The “Eisenhorn” novels unfold in the world of “Warhammer 40,000” which is a grim dark future reality, “where there is only war.” That’s because in Warhammer 40K humanity is now a xenophobic interstellar empire that’s at war with several intergalactic cultures and four interdimensional chaos gods and the cults and demons that worship them. The title character, Gregor Eisenhorn, is an Inquisitor, an officer of the Empire of Humanity that’s one part detective one part super spy. Inquisitors are given absolute authority to root out and destroy any and all threats to humanity.


Eisenhorn is a pretty cool character too, and we get to know him intimately over the course of the stories in the omnibus because Abnett makes Eisenhorn a first person narrator in all the stories in the book. When we first meet him Eisenhorn is a veteran Inquisitor; dogged, determined, and ultra professional. You admire his devotion. Then over the course of the three books he starts to change and grow. He becomes less rigid and more inclined to bend the rules and laws of the Empire to destroy threats. It’s an interesting change because it makes Eisenhorn flexible, multifaceted and flawed. He’s an ultra cool psychic, detective, and warrior, but even he makes poor choices. Sometimes they’ll be selfish, sometimes they’ll be irrational and some times he’s forced to make hard choices where no one benefits.
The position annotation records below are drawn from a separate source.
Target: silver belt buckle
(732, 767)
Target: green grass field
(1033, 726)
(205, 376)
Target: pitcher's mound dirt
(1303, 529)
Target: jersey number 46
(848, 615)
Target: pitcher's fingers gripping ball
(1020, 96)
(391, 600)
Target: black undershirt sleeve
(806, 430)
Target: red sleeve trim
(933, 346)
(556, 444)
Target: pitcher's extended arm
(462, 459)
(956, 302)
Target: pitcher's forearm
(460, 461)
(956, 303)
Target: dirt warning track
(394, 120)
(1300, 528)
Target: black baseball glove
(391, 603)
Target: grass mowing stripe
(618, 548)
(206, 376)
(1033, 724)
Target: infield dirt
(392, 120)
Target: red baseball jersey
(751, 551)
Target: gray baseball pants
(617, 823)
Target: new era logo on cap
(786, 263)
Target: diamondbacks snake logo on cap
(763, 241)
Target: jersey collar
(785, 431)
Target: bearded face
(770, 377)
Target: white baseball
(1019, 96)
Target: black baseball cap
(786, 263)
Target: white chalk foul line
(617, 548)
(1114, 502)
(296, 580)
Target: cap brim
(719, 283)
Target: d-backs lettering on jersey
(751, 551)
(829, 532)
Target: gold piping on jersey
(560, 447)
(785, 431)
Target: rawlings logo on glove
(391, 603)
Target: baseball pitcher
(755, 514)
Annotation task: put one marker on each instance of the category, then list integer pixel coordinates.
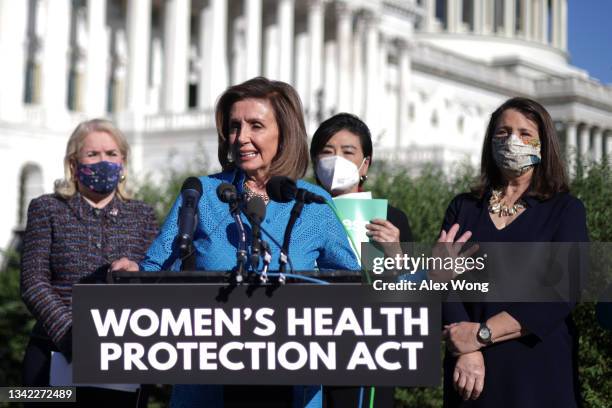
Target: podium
(186, 328)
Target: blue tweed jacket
(318, 240)
(318, 237)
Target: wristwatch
(484, 335)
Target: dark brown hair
(548, 176)
(291, 159)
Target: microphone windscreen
(192, 183)
(256, 209)
(226, 192)
(281, 189)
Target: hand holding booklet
(356, 210)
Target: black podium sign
(206, 334)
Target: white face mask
(337, 174)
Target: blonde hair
(67, 187)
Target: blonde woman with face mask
(341, 151)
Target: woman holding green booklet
(341, 152)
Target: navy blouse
(539, 369)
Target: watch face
(484, 333)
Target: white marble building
(424, 74)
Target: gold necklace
(497, 207)
(250, 194)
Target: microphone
(256, 211)
(283, 189)
(191, 191)
(227, 193)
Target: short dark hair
(291, 159)
(549, 176)
(338, 122)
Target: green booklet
(356, 211)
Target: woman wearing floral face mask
(341, 151)
(76, 233)
(514, 354)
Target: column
(509, 17)
(272, 51)
(239, 59)
(404, 92)
(97, 59)
(597, 145)
(608, 145)
(358, 68)
(344, 34)
(373, 82)
(526, 8)
(556, 23)
(139, 38)
(478, 16)
(584, 139)
(157, 63)
(563, 26)
(214, 74)
(302, 51)
(286, 16)
(431, 23)
(205, 43)
(253, 37)
(13, 23)
(330, 78)
(571, 147)
(315, 34)
(541, 21)
(488, 10)
(55, 56)
(452, 12)
(176, 54)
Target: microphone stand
(188, 258)
(296, 211)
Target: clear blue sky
(590, 37)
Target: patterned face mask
(102, 177)
(514, 156)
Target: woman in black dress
(514, 354)
(341, 152)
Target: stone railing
(188, 120)
(471, 71)
(585, 90)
So he’s a hero, but he’s a very human character that cares about the well being of humanity and his friends.


He has plenty of friends too because Inquisitors don’t battle evil alone. They do it with a whole retinue of assistants. So over the course of the “Eisenhorn” trilogy you get to meet the title character’s friends and staff. They’re a diverse, well rounded bunch each with their own specialties and perspectives. Working with an Inquisitor is dangerous business though so not all of them survive from book to book, but the ones that do grow. Plus a strong bond of friendship forms between Eisenhorn and his staff members that do survive. It’s that cool band of friends bond that you see in some of the best sci-fi stories and concepts like Joss Whedon’s “Firefly” and “Serenity” and of course “Star Wars.”
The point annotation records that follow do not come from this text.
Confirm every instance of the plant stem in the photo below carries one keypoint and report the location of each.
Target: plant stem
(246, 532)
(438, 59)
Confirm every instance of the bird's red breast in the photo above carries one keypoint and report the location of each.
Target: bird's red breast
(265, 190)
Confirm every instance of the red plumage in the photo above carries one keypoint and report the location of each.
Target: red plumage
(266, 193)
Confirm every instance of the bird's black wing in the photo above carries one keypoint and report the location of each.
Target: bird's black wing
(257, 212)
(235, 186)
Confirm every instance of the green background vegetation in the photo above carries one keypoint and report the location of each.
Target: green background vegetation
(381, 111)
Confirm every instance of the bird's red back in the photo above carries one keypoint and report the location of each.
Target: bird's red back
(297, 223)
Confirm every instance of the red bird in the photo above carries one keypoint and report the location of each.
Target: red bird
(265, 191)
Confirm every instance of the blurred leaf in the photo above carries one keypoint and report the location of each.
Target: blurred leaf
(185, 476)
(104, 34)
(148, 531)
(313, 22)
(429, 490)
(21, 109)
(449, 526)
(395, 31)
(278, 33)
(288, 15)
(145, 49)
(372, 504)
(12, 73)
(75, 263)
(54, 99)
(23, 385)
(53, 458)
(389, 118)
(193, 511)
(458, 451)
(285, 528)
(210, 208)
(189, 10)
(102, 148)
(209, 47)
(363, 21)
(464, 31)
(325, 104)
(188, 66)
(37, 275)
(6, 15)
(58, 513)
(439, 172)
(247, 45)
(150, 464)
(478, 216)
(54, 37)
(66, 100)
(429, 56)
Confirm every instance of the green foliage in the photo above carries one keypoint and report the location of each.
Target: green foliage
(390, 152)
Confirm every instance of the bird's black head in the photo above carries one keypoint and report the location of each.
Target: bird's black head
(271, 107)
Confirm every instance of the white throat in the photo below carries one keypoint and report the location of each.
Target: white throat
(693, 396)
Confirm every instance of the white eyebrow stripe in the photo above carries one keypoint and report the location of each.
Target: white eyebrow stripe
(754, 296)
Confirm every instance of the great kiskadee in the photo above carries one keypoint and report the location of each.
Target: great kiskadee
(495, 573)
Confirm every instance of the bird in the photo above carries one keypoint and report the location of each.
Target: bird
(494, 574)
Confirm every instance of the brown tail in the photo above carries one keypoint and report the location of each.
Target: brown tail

The “Eisenhorn” novels don’t just have great heroes they also have an assortment of interesting villains. In the stories Inquisitor Eisenhorn and his friends do battle with a whole host of foes like a powerful and wealthy cult that feels almost like a futuristic version of a James Bond villain’s organization, strange and terrifying aliens, demons, corrupted and evil psychics, rogue and puritanical Inquisitors, and even a genetic super soldier that had been corrupted by the gods of chaos.
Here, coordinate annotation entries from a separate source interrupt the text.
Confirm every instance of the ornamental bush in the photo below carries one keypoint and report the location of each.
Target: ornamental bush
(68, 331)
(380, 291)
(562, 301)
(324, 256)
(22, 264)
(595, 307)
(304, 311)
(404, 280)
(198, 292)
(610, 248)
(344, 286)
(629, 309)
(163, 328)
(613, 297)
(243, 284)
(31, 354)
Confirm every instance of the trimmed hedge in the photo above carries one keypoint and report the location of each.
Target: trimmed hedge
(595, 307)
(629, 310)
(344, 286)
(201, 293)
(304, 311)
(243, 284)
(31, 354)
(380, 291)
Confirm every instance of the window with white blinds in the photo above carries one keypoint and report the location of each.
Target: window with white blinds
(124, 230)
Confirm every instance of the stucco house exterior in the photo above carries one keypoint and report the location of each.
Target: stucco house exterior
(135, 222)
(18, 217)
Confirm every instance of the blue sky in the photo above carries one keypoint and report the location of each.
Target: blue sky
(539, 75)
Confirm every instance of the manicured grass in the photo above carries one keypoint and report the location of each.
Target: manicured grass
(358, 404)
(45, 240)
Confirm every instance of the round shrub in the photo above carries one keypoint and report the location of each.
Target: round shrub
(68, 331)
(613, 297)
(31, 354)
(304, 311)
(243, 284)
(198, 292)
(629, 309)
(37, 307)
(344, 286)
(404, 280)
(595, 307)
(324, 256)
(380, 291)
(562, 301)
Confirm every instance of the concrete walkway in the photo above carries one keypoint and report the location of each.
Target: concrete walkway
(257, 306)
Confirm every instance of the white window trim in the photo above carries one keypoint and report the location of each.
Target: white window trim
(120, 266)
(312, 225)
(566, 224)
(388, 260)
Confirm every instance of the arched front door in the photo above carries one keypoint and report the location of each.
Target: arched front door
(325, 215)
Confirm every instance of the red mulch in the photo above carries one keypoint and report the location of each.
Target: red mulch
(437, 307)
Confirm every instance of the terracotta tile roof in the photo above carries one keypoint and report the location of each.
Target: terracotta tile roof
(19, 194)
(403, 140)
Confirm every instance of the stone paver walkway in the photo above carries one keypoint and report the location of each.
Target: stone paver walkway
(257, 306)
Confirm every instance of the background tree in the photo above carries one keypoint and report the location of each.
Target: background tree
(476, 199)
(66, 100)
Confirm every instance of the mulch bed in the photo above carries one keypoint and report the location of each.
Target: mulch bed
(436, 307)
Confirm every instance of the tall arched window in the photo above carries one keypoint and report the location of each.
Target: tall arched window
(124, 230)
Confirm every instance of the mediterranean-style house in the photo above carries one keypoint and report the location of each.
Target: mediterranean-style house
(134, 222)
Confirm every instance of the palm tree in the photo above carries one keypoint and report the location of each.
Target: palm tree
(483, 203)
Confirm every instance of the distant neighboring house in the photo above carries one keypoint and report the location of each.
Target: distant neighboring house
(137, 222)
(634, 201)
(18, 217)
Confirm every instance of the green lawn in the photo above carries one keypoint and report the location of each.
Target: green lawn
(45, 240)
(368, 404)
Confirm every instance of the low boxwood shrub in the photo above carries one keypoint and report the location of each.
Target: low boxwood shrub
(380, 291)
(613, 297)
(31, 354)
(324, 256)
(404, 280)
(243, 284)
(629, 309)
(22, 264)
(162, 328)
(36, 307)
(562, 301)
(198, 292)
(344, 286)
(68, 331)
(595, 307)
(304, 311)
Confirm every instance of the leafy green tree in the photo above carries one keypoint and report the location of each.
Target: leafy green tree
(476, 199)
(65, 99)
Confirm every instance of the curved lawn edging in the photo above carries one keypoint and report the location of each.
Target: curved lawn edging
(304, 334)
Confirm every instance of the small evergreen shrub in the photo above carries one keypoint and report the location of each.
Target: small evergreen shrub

The heroes and Villains of “Eisenhorn”match wits in perfectly paced, and exciting action stories that mix and match elements from other genres as well. For instance in the first story “Xenos” readers are treated to twisted alien landscapes that feel like something you might see in the movie “Prometheus” and several chapters later you get an epic space battle as Eisenhorn, his retinue, and an army of soldiers land on a planet to do battle with a villainous cult and their alien allies. In the second novel “Malleus” you get more action and you start to experience the power and lure of the dark arcane arts. Then in the third and final novel, “Hereticus” Abnett brings things full circle in a story that mixes ancient horror, with high adventure and features plenty of narrow escapes including a sword fight on top of a train car in a blizzard. Yes it’s as fun as it sounds.


In fact the entire book, all three novels and two stories, are extremely fun books.. So if you like action packed science fiction epics that expertly incorporate elements from horror, fantasy, and , detective ficton pick up Dan Abnett’s “Eisenhorn” Omnibus. You’ll be glad you did.